Let \(\mathcal J_n\) be a sorted subset of the set \(\{1, 2, 3, \cdots,n\}\). We write \(\lvert \mathcal J_n\rvert\) to denote the cardinality (number of elements) in \(\mathcal J\). The \(n=3\), then:

\[\lvert \mathcal J_3\rvert=1\implies\mathcal J_3=\{1\},\{2\},\{3\}\] \[\lvert \mathcal J_3\rvert=2\implies\mathcal J_3=\{1,2\},\{1,3\},\{2,3\}\] \[\lvert \mathcal J_3\rvert=3\implies\mathcal J_3=\{1,2,3,4,5,6\}\]

This notation allows us to write the inclusion-exclusion formula:

\[\mathrm P(\cup_{i=1}^nA_i)=\sum_{j=1}^n(-1)^{j-1}\sum_{\mathcal \lvert J_n\rvert=j}\mathrm P(\cap_{i\in\mathcal J_n}A_i)\]

Given \(n\) is the size of a set, this formula expands to:

\[\sum_{1\leq i\leq n}\mathrm P (A_i)\] \[-\sum_{1\leq i \leq j\leq n}\mathrm P(A_i\cap A_j)\] \[+\sum_{1\leq i\lt j\lt k \leq n}\mathrm P(A_i\cap A_j\cap A_k)\] \[\dots+(1)^{n-1}\mathrm P(A_1\cap A_2\cdots\cap A_n)\]

For complete proof, go to proof on course website.

Random Permutations

Definition of Permutation: A permutation of a set \(\{1,2,3,\dotsc,n\}\) is a one to one function \(g\) from \(\{1,2,3,\dotsc,n\}\) onto itself:


An example would be \(\{1,2,3,4,5\}\rightarrow\{4,1,3,5,2\}\). Notice that the third element (3) did not change, this is a fix point (satisfies \(g(i)=i\)).

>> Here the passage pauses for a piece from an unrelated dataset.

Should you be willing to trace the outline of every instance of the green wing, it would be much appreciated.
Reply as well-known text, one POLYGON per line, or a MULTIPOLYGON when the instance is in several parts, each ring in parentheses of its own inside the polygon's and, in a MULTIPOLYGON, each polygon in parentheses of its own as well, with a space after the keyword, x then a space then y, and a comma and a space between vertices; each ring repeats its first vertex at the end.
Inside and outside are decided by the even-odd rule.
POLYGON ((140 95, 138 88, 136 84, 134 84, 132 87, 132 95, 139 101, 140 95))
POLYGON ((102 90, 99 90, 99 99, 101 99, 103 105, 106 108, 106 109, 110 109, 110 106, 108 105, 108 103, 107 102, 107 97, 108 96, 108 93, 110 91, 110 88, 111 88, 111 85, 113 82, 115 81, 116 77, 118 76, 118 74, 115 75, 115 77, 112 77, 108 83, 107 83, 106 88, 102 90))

There are \(n!\) number of all possible permutations. Since they are all equally likely, the probability of any given one is \(\frac 1 {n!}\).

The probability of a single number (\(A_i\)) being a fix point is given by factorial of numbers left, divided by total possible permutations:

\[\mathrm P (A_i)=\frac{(n-1)!}{n!}=\frac 1 n, \quad 1\leq i\leq n\]

The probability of two numbers (\(A_i\) and \(A_j\), both being a fix point is similar:

\[\mathrm P(A_i\cap A_j)=\frac{(n-2)!}{n!}=\frac 1 {n(n-1)},\quad1\leq i\leq j\leq n\]

Zero Fix Points

Problem: Calculate the probability of zero fix points in a random permutation.


By using logic, we can conclude that \(B^0_n=(\cup^n_{i=1}A_i)^c=\cap^n_{i=0}A_i^c\), which basically says that all elements must not be fix points.

Using one of the axioms, we can say the probability of having \(B^0_n\) equals to 1 minus the probability of not having \(B^0_n\):

\[\mathrm P(B^0_n)=\mathrm P((\cup^n_{i=0}A_i)^c)\\ =1-\mathrm P(\cup^n_{i=1}A_i)\]

Applying the inclusive-exclusive formula on the second term, and we get:

\[=1-\left[\sum^n_{j=1}{(-1)^{j-1}\left(\sum_{\lvert \mathcal J_n\rvert=j}\mathrm P(\cap_{i\in\mathcal J_n}A_i)\right)}\right]\]

The nested summation term can be expressed as (IDK WHY DON’T ASK ME):

\[\sum_{\lvert \mathcal J_n\rvert=j}\mathrm P(\cap_{i\in\mathcal J_n}A_i)=\left( \begin{array}{c} n\\j\end{array}\right)\frac {(n-j)!} {n!}\\ =\frac {n!} {(n-j)!} \frac{(n-j)!}{j!n!}\\ =\frac 1 {j!}\]

Putting all together, the probability of 0 fixed points can be evaluated. The probability as \(n\rightarrow\infty\) is \(e^{-1}\). But of course, most of the time, we are dealing with a truncated series, so it’s not exactly \(e^{-1}\).

\[\mathrm P (B^0_n)=1-\sum^n_{j=1}(-1)^{j-1}\frac 1 {j!}\\ = 1-1+\frac 1 {2!} - \frac 1 {3!} +\dotsc+(-1)^{n-1}\frac 1 {n!}\\ =\sum^n_{j=0}(-1)^j\frac 1 {j!}\\ \approx e^{-1}\]

Any Fix Points

Problem: (Identical to above), instead of looking for 0 fix points, we want to find the probability of \(1\lt k \leq n\) fix points in a random permutation (more general).


\[\mathrm P(B^k_n)=\sum_{j=0}^{n-k}(-1)^{j-1}\frac 1 {j!}\]

Notice that if \(n-k=1\), then the probability of \(k\) fix points is 0.